Une route lourdement endommagée par les combats dans le quartier d’al-Chaar, contrôlé par les rebelles, à Alep. Abdalrhman Ismail/Reuters
L'envoyé spécial de l'Onu pour la Syrie a prévenu hier que les quartiers rebelles d'Alep risquaient d'être « totalement détruits » d'ici à la fin de l'année si le régime et la Russie poursuivaient leur vaste offensive militaire. Cette offensive alarme de nombreux pays et l'Onu, dont l'envoyé spécial Staffan de Mistura, qui tente en vain depuis des mois de promouvoir une issue politique à ce conflit meurtrier. « Dans deux mois, deux mois et demi au maximum, à ce rythme, la partie est d'Alep risque d'être totalement détruite, a-t-il prévenu lors d'une conférence de presse. Nous parlons de la vieille ville en particulier, et des milliers de civils syriens vont être tués. » Plus de 250 000 personnes sont toujours présentes à Alep-Est, totalement assiégée par les troupes du régime et inaccessible à l'aide internationale.
L'envoyé spécial de l'Onu a également évoqué hier une piste diplomatique en lançant un appel aux combattants de l'organisation jihadiste Front Fateh al-Cham (ex-Front al-Nosra, branche syrienne d'el-Qaëda) pour qu'ils quittent l'est d'Alep. « Si vous décidez de partir en dignité et avec vos armes (...), je suis personnellement prêt à vous accompagner », a affirmé le diplomate, indiquant qu'il y avait au total environ 8 000 combattants dans l'est d'Alep, dont 900 du Front Fateh al-Cham.
Mais sur le plan diplomatique, l'impasse demeure depuis l'interruption en début de semaine des discussions entre Washington et Moscou sur le rétablissement d'un cessez-le-feu, même si les contacts sont maintenus entre le secrétaire d'État américain John Kerry et son homologue russe Sergueï Lavrov. Pour tenter de sortir de l'ornière, le ministre français des Affaires étrangères Jean-Marc Ayrault était hier à Moscou avant de se rendre aujourd'hui à Washington. Il a dit à Sergueï Lavrov que « rien ne saurait justifier le déluge de feu et de morts » à Alep et que « personne », y compris la Russie, « ne peut tolérer cette situation ». En soirée, des diplomates russes ont annoncé que Moscou avait demandé une réunion du Conseil de sécurité sur la Syrie. Pour sa part, M. Lavrov a indiqué être « prêt à travailler » au projet de résolution sur un cessez-le-feu à Alep que la France veut soumettre au Conseil de sécurité à l'Onu. ll a notamment posé comme condition que cette résolution ne contredise pas les « approches de principe fixées dans des accords russo-américains ». Les 15 membres du Conseil étudient depuis lundi ce projet que Paris veut déposer prochainement et que M. Ayrault va défendre aujourd'hui à Washington.
« Conquérir autant de secteurs que possible »

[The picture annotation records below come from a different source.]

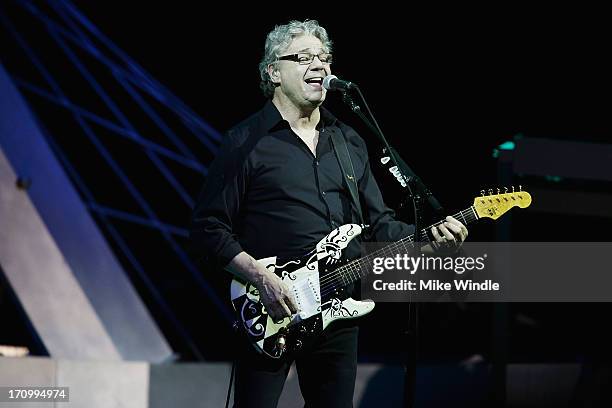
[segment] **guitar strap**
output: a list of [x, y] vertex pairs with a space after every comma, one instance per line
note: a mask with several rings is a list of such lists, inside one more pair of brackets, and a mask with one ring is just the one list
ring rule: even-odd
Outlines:
[[355, 177], [355, 169], [353, 168], [353, 161], [351, 160], [351, 155], [349, 154], [348, 146], [346, 145], [346, 140], [344, 139], [344, 135], [341, 131], [331, 131], [330, 133], [332, 147], [334, 148], [334, 152], [336, 152], [336, 157], [338, 158], [338, 163], [340, 164], [340, 170], [342, 171], [344, 179], [346, 180], [346, 184], [348, 185], [349, 191], [351, 192], [351, 197], [353, 199], [353, 207], [355, 208], [355, 211], [359, 216], [359, 222], [361, 223], [361, 225], [365, 225], [363, 213], [361, 212], [361, 204], [359, 204], [357, 177]]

Sur le terrain, l'opération aéroterrestre a continué sans répit avec la reprise de nouvelles positions rebelles par les forces loyales au régime de Bachar el-Assad, au lendemain de l'annonce par Damas d'une réduction de son intense campagne de bombardements. Selon Rami Abdel Rahmane, directeur de l'Observatoire syrien des droits de l'homme (OSDH), « les forces du régime se sont emparées de six positions majeures » dans le quartier de Boustane al-Bacha, dans le nord de la zone rebelle, et détiennent désormais environ la moitié de ce quartier. Il s'agit d'une avancée « sans précédent » du régime depuis la reconquête en 2013 de quelques secteurs repris aux rebelles, a souligné l'OSDH. D'après l'observatoire, les forces prorégime progressent également vers le quartier voisin de Hellok à partir du nord et ont pris des bâtiments aux abords du quartier de Sakhour, également dans le nord de la zone rebelle. D'après Émile Hokayem, de l'International Institute for Strategic Studies, « le régime et ses alliés ont pris la décision de conquérir autant de secteurs rebelles que possible et ils travaillent à cela ».
L'agence officielle Sana a fait part de la mort de huit personnes dans des tirs de roquettes de « groupes terroristes » sur un quartier de la partie gouvernementale d'Alep, utilisant le vocabulaire habituel du régime pour qualifier les rebelles.
Ailleurs en Syrie, au moins 29 rebelles ont été tués et 20 autres blessés hier par une explosion dans la province d'Idleb (Nord) à la frontière turque, selon l'OSDH. Le groupe État islamique (EI) a revendiqué cette attaque visant les forces participant à l'opération militaire lancée le 24 août en Syrie par la Turquie.